Jerry Newton is a Veteran who served our country as Command Sergeant Major in the U.S. Army and was one of ten recipients of the Veterans’ Voices Award—Legacy category . Jerry is a community leader who served a total of 14 years on the Coon Rapids City Council and the Anoka-Hennepin District 11 School Board before being elected to the Minnesota State Legislature where he now serves. He was the Vice Chair of the State Government and Veterans Affairs Finance Committee and Chaired the Select Committee on Veteran’s Housing. Jerry co-authored the Veterans’ Voices Month legislation, which became law in 2014. He initiated STEM, AVID, and International Baccalaureate programs in District 11 schools and was the 2010 Minnesota School Board Legislator of the Year. As a long-term member of the Anoka County Affordable Housing Coalition, Jerry worked to find housing solutions for homeless Veterans and unaccompanied youth.
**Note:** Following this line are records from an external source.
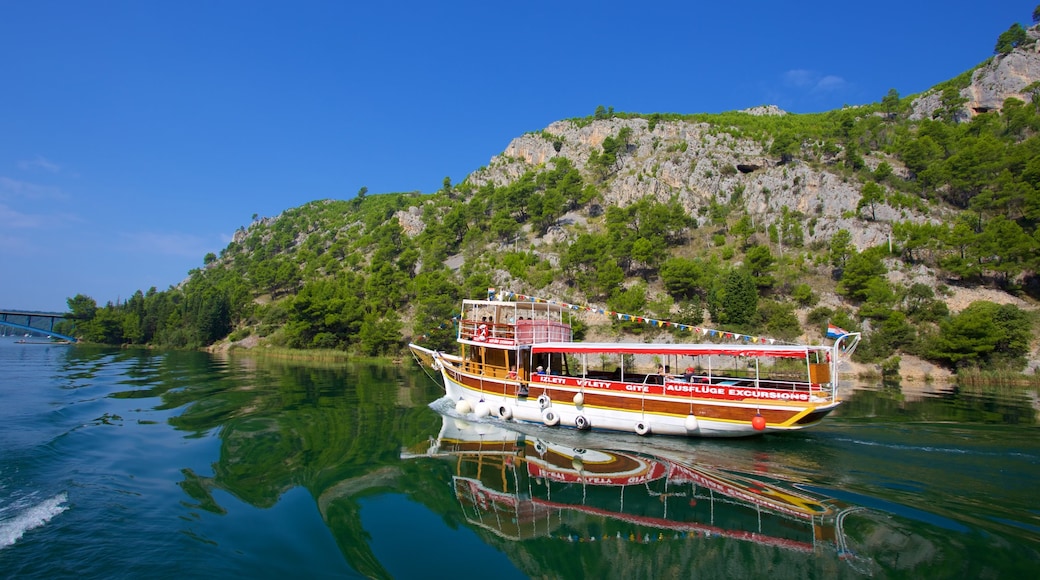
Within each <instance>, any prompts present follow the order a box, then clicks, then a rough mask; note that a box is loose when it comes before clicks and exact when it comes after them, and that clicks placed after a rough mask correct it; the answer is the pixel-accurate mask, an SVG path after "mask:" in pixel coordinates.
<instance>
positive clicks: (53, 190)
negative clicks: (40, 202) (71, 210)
mask: <svg viewBox="0 0 1040 580" xmlns="http://www.w3.org/2000/svg"><path fill="white" fill-rule="evenodd" d="M9 197H24V199H29V200H42V199H49V200H63V199H66V194H64V193H62V192H61V189H59V188H57V187H53V186H50V185H40V184H36V183H29V182H27V181H19V180H16V179H10V178H7V177H3V176H0V199H9Z"/></svg>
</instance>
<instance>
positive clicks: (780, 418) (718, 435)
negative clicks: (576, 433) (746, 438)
mask: <svg viewBox="0 0 1040 580" xmlns="http://www.w3.org/2000/svg"><path fill="white" fill-rule="evenodd" d="M411 347H412V350H413V351H414V352H416V357H417V358H418V359H419V360H427V361H430V363H428V365H430V367H431V368H433V369H435V370H437V371H439V372H440V374H441V377H442V379H443V383H444V389H445V393H446V395H447V396H448V397H450V398H451V399H452V400H454V401H464V402H465V403H466V405H465V406H466V407H468V408H469V410H470V411H471V412H472V413H475V414H476V415H477V416H488V415H491V416H495V417H498V418H500V419H503V420H514V421H525V422H530V423H542V424H546V425H558V426H563V427H572V428H579V429H587V428H591V429H597V430H613V431H624V432H635V433H639V434H651V433H652V434H666V436H678V437H747V436H754V434H759V433H762V432H776V431H787V430H796V429H802V428H806V427H810V426H812V425H815V424H816V423H818V422H820V421H821V420H823V419H824V417H826V416H827V415H828V414H829V413H830V412H831V411H833V410H834V408H836V407H837V406H838V404H839V402H838V401H837V400H834V399H833V397H823V396H814V395H813V394H812V393H811V392H796V391H784V390H780V389H752V388H745V387H736V386H729V385H691V384H688V383H681V381H672V383H669V381H665V383H664V384H661V385H632V384H626V383H619V381H609V380H590V379H586V378H578V377H561V376H551V375H532V376H531V377H530V379H529V380H516V379H513V380H510V379H508V378H498V377H489V376H486V375H483V374H476V373H472V372H467V371H466V370H464V368H465V365H464V364H462V363H463V362H462V361H461V360H459V359H458V358H454V357H446V355H444V354H442V353H439V352H435V351H431V350H428V349H425V348H423V347H421V346H418V345H411ZM758 417H760V419H756V418H758ZM762 421H764V424H763V423H762Z"/></svg>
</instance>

Years ago, while assigned to the Joint Military Mission for Aid to Turkey, I became friends with a young man who was studying architecture at the University of Ankara. I remember his excitement as he was certain he would finally master his professor’s rigorous final exam, one that he had failed on four prior attempts.
Unfortunately, he did not pass the test. As he explained it, the examination consisted of climbing a ladder to the third floor of a four story apartment building that was in the final stages of construction and examining all aspects of the architectural design of the building with particular attention to the third floor to determine where the building did not meet code or was otherwise faulty. He and his ten fellow graduate student colleagues were to apply all they had learned in class about architecture and construction. Using the best mathematics, physics, and dynamics of architecture principals, each wrote what they considered to be a brilliant paper based on their careful observations.
The entire class failed because they all focused too much on technical details and not one of them mentioned that the main problem with the building was the architect had failed to include a stairwell or elevator – hence the need to climb a ladder to the third floor.
The point being made here is we all too often devote too much attention to detail and miss the big picture, sometimes with potentially disastrous consequences. The scientists and technicians of the world have the ability to design and create weapons of mass destruction terrible beyond imagination. They view this as a challenge to be met and overcome – witness the Manhattan Project and the development of the atomic bomb. It is up to the social scientists, the philosophers, and the humanitarians of the world to insist that we think about where their creations will lead us and to make the public aware that there are better alternatives.
So, where does the current push for Science, Technology, Engineering, and Mathematics (“STEM”) programs come in? Although it is recognized that we have a shortage of individuals in these fields, all too often we will deemphasize the equally important need for individuals schooled in the social sciences and the humanities. The relatively recent push for STEM education in the K-12 system has led to deemphasizing the humanities and resulted in teachers of music, art, languages, and the social sciences being laid off. Only recently has the education community realized that the arts are equally important to a well-rounded education. Hence, we now see “STEAM” programs, that is STEM programs that incorporate the ‘A’ (arts) as an integral part of the curriculum. It is by combining the social sciences, arts, and humanities with science, technology, engineering, and mathematics that we will be able avoid the potentially missing stairwell of full human knowledge.